On Capitol Hill, neighborhood jazz pub Mr. Henry’s is looking beyond its sidewalk patio and plans to add picnic tables and lights to “a glorified section of the parking lot” behind the building, owner Mary Quillian Helms said. She estimated the expansion includes 30 to 40 seats, “about double what we can do” once tables on their existing outdoor area are spaced six feet apart.

Meanwhile, the Mayor’s Special Events Task Group and the Department of Transportation are looking into closing streets and alleys and expanding sidewalk space to allow expansion of both restaurant seating and pedestrian access. One of those areas, though details haven’t been finalized, is Seventh Street SE across from Eastern Market, which is already closed on weekends. The Eastern, on Seventh just north of Pennsylvania Avenue, is looking forward to it: Right now, the 10-month-old wine bar can fit only three tables on its patio.

Don’t expect all your favorite places to be open yet.

You might expect restaurants to be champing at the bit to reopen ASAP, but that’s not the case. “We’re going to sit this one out, I think,” restaurateur Ian Hilton said, “and watch how things play out this weekend.” Hilton, who runs the BrixtonMarvinEl Rey and other hot spots with his brother Eric, doesn’t expect to open most of their businesses during the District’s Phase 1. “I don’t like the idea of people coming inside [a building] to go outside” to a patio or rooftop, he said. “And I don’t think it’s unreasonable to think we’re going to have a lot of rain issues. I don’t want to have to kick everyone out if it rains” instead of allowing them to come inside. Besides, he adds, “I don’t want to be the guy getting blasted on the Internet when people aren’t social distancing” in line or on the street outside. (The one exception right now is Georgetown’s Chez Billy Sud, which will open June 4 with covered, shaded patio dining; the Brighton could be next to open, as plans at the Wharf include dining on piers over the Washington Channel.)
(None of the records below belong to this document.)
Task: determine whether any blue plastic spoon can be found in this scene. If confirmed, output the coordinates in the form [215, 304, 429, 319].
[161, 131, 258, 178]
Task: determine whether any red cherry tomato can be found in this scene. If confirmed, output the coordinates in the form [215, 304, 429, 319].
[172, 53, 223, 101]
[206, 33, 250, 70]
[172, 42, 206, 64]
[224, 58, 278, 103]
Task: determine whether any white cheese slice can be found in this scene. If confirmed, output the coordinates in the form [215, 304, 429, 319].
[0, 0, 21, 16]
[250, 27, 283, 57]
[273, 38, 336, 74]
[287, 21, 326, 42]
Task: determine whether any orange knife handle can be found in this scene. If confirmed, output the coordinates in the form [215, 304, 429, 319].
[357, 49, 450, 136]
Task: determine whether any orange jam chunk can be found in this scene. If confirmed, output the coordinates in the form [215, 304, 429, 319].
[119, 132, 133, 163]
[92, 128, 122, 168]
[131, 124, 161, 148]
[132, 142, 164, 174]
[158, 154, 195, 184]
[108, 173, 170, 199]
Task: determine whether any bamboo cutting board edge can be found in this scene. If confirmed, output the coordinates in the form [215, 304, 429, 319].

Hilton’s reticence isn’t uncommon. Jackie Greenbaum, who runs El ChuchoBar Charley and Little Coco’s, is keeping her restaurants carryout only for now and planning to open once they’ve figure out the best operating procedures. “It is quite a conversation,” she said. “Our places are all very tiny, and we have to evaluate each one.”

Moreland’s TavernRoom 11 and Lyman’s Tavern in the District and Arlington’s Galaxy Hut are also in wait-and-see mode.
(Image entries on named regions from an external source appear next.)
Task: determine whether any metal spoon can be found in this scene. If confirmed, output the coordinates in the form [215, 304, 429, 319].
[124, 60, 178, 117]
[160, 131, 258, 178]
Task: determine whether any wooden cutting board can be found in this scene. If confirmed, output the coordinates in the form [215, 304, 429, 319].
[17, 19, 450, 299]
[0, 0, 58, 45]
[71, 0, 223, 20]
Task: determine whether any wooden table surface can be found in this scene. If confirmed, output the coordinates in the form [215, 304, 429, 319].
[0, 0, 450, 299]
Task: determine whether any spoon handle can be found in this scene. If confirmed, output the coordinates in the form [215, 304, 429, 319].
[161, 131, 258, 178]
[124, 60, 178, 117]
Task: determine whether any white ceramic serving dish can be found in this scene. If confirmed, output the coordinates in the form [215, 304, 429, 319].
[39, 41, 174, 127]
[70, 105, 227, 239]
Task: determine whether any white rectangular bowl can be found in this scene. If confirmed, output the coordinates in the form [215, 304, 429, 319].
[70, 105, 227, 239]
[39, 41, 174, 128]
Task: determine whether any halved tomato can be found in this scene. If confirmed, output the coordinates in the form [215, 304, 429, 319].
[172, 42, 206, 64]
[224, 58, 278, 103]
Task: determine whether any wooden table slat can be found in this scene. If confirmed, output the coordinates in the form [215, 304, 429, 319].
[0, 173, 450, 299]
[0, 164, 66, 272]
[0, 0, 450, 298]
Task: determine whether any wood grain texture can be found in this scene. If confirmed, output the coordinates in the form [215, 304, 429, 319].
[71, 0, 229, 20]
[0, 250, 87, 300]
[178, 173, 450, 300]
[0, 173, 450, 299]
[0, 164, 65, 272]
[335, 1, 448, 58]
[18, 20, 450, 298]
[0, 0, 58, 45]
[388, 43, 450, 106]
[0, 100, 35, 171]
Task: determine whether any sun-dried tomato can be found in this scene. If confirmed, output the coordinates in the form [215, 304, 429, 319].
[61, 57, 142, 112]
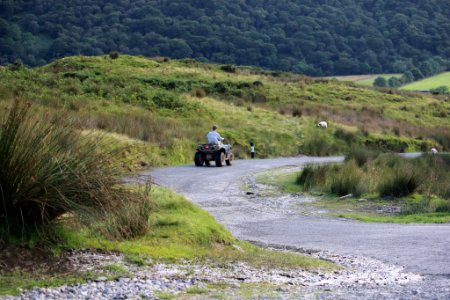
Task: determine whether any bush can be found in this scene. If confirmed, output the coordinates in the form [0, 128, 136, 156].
[193, 88, 206, 98]
[334, 128, 356, 144]
[378, 162, 422, 197]
[345, 148, 380, 167]
[109, 51, 119, 59]
[0, 100, 148, 237]
[220, 65, 236, 73]
[329, 160, 367, 197]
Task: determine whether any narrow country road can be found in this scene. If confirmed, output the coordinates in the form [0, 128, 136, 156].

The Midlands Beer Garden in Park View is delaying reopening until “we have our staff trained, can provide safety materials on-site and our space is set up to honor social distancing.” The Garden in Del Ray announced on Facebook it would delay its open, too: “With the severity of the covid-19 pandemic still very relevant, we have decided to hold off the opening of the Garden until further notice. While the Governor has deemed NOVA ready for ‘phase 1’ we do not feel we have seen enough evidence to support this. … We will continue to monitor the situation and make a best judgment call for opening when we feel the time is right.”